Okay, over the past decade we have battled with those last two.
Finally, stubborn woman that I am, I decided I no longer wanted to be told anything, that instead I wanted to learn.
And since ABA was not provided under Virginia’s Early Intervention program in 2004 I got trained to deliver thirty hours a week of therapy to my son for eighteen months.
By the way, I do not recommend being your child’s primary therapist if you want him to like you or you wish to retain any last vestiges of your sanity.
But far more than the dance of reward and demand of ABA, I learned how to reframe my life.
I learned, perhaps most importantly, to take care of myself and to thank God for Grandma’s babysitting stints which kept my marriage alive (hi honey!).
I learned the web was right about losing some friends; I also learned to shamelessly replace them by making friends with all of my sons’ therapists.
I learned to revel in the timbre of Justin’s “EEE” resounding throughout his school when he sees me on days I pick him up early.
I learned to overcome my kitchen phobia to make gluten-free chicken nuggets from scratch (and hated every minute of it).
I learned Zach’s bravery has no bounds, for when his dad and I told him he and a lot of very famous and bright people had autism he simply jumped up and down and was so proud to be autistic.
Then he asked for more Cheetos.
I learned that autistic people not feeling empathy is, well, crap, as evidenced by Zach wanting to save every bug no matter how small that lands in our pool.
I learned that not only were the professionals wrong about Justin not talking, but that my eldest, severely autistic son would be reading aloud his first words to me at eleven (and he’s so proud of himself).
I learned that my beautiful, brilliant often messy children shatter my expectations of them daily.
I learned never to give up trying to give them the best lives, of their own unique design, possible.

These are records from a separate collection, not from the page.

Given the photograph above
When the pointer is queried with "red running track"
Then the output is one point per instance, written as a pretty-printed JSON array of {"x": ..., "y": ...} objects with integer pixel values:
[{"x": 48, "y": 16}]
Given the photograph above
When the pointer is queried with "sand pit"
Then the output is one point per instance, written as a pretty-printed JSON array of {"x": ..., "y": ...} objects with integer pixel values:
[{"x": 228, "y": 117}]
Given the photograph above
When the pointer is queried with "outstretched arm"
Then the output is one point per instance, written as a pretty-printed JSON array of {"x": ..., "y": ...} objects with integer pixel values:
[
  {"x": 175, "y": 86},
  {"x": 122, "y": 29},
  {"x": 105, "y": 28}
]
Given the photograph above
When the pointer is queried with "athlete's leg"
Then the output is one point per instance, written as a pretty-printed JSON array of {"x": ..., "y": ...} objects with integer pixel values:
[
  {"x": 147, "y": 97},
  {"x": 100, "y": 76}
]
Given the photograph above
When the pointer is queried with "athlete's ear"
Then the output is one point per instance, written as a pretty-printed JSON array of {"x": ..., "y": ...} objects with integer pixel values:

I learned, and this one was a big one for me, how to ask for help. Autism Speaks has personally played a huge role in assisting my family. They’ve helped get legislation passed in our state for autism services so Jeff and I wouldn’t go broke, and I’ve often turned to their wonderful tool kits in moments of semi or full desperation.
My two favorite ways they’ve assisted us are how we found a developmental pediatrician through the Autism Speaks/Autism Treatment Network at CHOP who could finally help us with medications, and my personal favorite, the nurse who made house calls in the study we enrolled in through the ATN to help quell Zach’s insomnia.
Did I mention that last one was my favorite?
My husband, and by extension my boys, are so grateful Autism Speaks exists. In an effort to give back tonight I’ll be donating 100% of the money raised from sales of my memoir, Raising Autism, a book about the boys and our life together. Even if you don’t want to buy the book, please stop by and say hi. We have bookmarks and they’re free.
Finally, our family, initially forged in fire, has come to a place of acceptance, and gratitude. We truly love our lives. I want to thank you for your time tonight, and wish all of you and yours happiness and peace, and a successful walk on November 2nd.